Cagle shared several ways to support refugee resettlement and refugee in the U.S. through political action, donations and volunteer efforts. Most of all, she stressed the importance, and long American tradition of welcoming. “We’ve seen an amazing outpouring of support across the U.S.,” she said. “We can never have too much welcoming.”
Action: Support refugee resettlement in the U.S.
Call: Refugee resettlement is by executive order–how many refugees we admit is all up to the President. Still, Congress makes decisions that affect American policy in Syria, and which shape the conversation about refugees in specific ways. Call your representatives, here’s a tool to find them, and tell them that you support refugee resettlement, that it’s a time-honored tradition that represents the very best of the American spirit. Then underscore your support for Syrian refugees and urge your representative to support humanitarian aid to Syria.
You should also call your state representative and governor’s office and voice your support for refugee communities close to you. Open: States is a good tool to find your representatives on the state level, and to keep track of local legislation. There are 88 refugee resettlement centers around the U.S.–this is a public private partnership that depends on local non-profits and faith-based organizations to function. They need local support.
Contribute: If you want to help relieve suffering on the ground in Syria the single best way is probably a donation to Doctors Without Borders. The International Rescue Committee is also a solid bet. You can also contribute to refugee resettlement centers in the U.S. if that’s where you want to focus your efforts–here’s how to find an agency close to you.
Volunteer: Cagle said that agencies that help refugees are always looking for volunteers for everything from donation drives, to English language assistance, to professional services like legal advice. Again, those specific opportunities are best navigated through local agencies. Many refugees are sponsored by church groups, so if that appeals to you, joining a congregation dedicated to this work offers a chance for deeper connections. And no, faith-based groups do not exclusively support refugees of the same religion.
If you are a business owner: Think about hiring refugees–a local resettlement organization can help match you with employees if you decide to take this step. Take inspiration from the founder of Chobani, Hamdi Ulukaya, who has become a target of white nationalist groups and publications like Breitbart, for hiring refugees to make yogurt in upstate New York and Idaho. You could also put a Refugees Welcome sticker in your window.

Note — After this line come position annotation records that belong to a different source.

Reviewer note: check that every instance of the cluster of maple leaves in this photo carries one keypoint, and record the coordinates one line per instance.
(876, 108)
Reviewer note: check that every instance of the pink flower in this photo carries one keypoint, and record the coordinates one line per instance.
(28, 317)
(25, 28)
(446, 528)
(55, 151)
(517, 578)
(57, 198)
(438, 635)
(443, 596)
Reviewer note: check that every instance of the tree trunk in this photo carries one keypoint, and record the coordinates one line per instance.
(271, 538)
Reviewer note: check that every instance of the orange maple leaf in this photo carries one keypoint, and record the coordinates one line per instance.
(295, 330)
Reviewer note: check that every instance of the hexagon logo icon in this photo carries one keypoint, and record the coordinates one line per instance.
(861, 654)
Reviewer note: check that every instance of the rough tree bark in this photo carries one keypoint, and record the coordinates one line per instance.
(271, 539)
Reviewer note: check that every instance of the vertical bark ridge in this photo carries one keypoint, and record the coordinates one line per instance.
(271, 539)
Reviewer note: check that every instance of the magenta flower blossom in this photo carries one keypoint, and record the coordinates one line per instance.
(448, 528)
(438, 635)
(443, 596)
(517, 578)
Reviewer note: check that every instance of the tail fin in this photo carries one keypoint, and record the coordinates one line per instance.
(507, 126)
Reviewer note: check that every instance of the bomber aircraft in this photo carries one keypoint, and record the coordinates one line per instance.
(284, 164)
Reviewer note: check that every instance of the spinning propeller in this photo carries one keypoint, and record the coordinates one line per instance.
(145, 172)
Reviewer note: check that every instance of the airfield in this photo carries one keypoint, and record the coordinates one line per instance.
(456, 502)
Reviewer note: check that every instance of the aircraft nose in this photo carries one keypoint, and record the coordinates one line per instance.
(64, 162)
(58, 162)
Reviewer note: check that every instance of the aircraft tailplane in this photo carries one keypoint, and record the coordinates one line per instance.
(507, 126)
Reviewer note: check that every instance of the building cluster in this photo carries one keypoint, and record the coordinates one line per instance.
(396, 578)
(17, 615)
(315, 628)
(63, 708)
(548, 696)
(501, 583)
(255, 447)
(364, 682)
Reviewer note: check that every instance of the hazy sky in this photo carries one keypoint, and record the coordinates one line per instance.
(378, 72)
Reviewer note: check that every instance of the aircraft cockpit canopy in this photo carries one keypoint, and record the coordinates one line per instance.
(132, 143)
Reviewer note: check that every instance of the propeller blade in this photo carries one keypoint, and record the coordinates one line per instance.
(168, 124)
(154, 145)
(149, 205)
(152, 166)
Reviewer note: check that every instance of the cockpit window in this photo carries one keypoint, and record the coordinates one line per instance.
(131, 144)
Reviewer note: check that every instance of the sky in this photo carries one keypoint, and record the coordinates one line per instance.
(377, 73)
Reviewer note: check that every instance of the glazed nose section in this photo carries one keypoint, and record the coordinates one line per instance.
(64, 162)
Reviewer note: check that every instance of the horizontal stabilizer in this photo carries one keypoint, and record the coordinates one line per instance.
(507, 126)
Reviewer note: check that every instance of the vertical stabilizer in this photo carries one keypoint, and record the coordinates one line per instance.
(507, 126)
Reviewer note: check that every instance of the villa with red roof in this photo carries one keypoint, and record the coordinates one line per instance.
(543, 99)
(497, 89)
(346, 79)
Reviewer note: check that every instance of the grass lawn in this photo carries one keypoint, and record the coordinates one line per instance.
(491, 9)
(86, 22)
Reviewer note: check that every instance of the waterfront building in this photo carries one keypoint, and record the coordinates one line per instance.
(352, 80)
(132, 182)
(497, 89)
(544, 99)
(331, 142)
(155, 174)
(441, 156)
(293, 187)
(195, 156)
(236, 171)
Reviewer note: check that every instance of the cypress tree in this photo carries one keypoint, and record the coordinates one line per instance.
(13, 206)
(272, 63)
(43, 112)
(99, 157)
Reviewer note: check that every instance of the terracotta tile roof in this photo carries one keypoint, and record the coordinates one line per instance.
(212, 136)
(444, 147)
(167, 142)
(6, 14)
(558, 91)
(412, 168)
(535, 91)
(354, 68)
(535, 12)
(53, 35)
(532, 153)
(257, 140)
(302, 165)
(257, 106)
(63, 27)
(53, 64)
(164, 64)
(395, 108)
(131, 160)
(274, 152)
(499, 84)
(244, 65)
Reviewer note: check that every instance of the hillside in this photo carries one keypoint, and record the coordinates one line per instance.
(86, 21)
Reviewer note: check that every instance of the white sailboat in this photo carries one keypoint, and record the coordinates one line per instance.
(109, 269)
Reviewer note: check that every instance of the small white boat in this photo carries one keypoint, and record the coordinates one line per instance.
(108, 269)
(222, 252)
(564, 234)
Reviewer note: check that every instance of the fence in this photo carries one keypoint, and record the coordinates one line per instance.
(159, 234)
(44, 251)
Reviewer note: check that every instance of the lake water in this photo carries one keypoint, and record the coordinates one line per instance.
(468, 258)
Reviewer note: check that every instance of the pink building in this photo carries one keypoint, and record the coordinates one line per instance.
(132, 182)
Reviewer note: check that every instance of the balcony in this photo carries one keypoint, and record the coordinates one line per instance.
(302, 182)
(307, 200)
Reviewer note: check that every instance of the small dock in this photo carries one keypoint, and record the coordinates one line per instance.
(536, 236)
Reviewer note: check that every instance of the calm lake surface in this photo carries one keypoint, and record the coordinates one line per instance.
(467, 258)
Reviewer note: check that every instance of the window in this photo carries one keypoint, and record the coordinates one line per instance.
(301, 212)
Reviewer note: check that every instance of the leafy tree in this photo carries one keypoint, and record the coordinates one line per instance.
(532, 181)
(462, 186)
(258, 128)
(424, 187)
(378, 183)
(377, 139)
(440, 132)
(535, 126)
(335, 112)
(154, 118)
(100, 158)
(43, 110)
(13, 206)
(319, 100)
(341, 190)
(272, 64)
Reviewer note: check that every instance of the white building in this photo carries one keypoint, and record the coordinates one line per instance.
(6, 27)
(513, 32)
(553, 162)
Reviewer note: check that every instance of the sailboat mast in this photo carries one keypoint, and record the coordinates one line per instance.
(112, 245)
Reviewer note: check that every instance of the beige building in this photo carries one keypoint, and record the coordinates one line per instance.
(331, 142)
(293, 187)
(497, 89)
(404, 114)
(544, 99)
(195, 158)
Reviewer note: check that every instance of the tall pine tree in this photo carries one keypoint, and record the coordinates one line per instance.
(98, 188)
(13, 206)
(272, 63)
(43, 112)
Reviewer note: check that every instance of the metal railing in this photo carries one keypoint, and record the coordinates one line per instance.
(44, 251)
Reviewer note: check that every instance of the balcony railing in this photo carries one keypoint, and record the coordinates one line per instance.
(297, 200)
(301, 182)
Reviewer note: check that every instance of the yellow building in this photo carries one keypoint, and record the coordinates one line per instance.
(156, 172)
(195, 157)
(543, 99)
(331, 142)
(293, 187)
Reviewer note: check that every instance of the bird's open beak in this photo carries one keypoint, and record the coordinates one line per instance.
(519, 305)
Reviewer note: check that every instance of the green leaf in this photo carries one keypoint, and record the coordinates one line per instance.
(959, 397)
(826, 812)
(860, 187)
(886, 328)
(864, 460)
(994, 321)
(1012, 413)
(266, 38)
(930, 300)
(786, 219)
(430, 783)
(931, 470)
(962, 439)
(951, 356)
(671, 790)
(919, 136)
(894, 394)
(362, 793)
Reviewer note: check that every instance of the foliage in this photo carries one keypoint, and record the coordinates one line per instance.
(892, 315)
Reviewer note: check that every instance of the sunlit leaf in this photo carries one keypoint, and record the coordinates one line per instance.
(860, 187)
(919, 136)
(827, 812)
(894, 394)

Resource: Welcoming Refugees is an organization that provides support and tools for groups working with refugees. Their website offers research, best practices and other information.
• This New Yorker article about the Syrian regime’s effort to eradicate doctors and hospitals is very difficult to read. The depth of the suffering, by families and especially children, on the ground in Syria cannot be overstated.
• Canada has become a world leader in welcoming refugees in a way that strengthens and challenges entire communities.
• The massive, U.N.-led evacuation of Aleppo is ongoing.
• I mentioned this in the Action Trumps Hate reading list for this week, but it’s worth restating that Aljazeera published an excellent outline of the Syrian civil war and why it has become the bloodiest conflict of the 21st century.
• This 10-point fact sheet from the Migration Policy Institute has detailed information on resettlement, the number refugees in the U.S. over time and where they come from, and the way the program is funded and administered.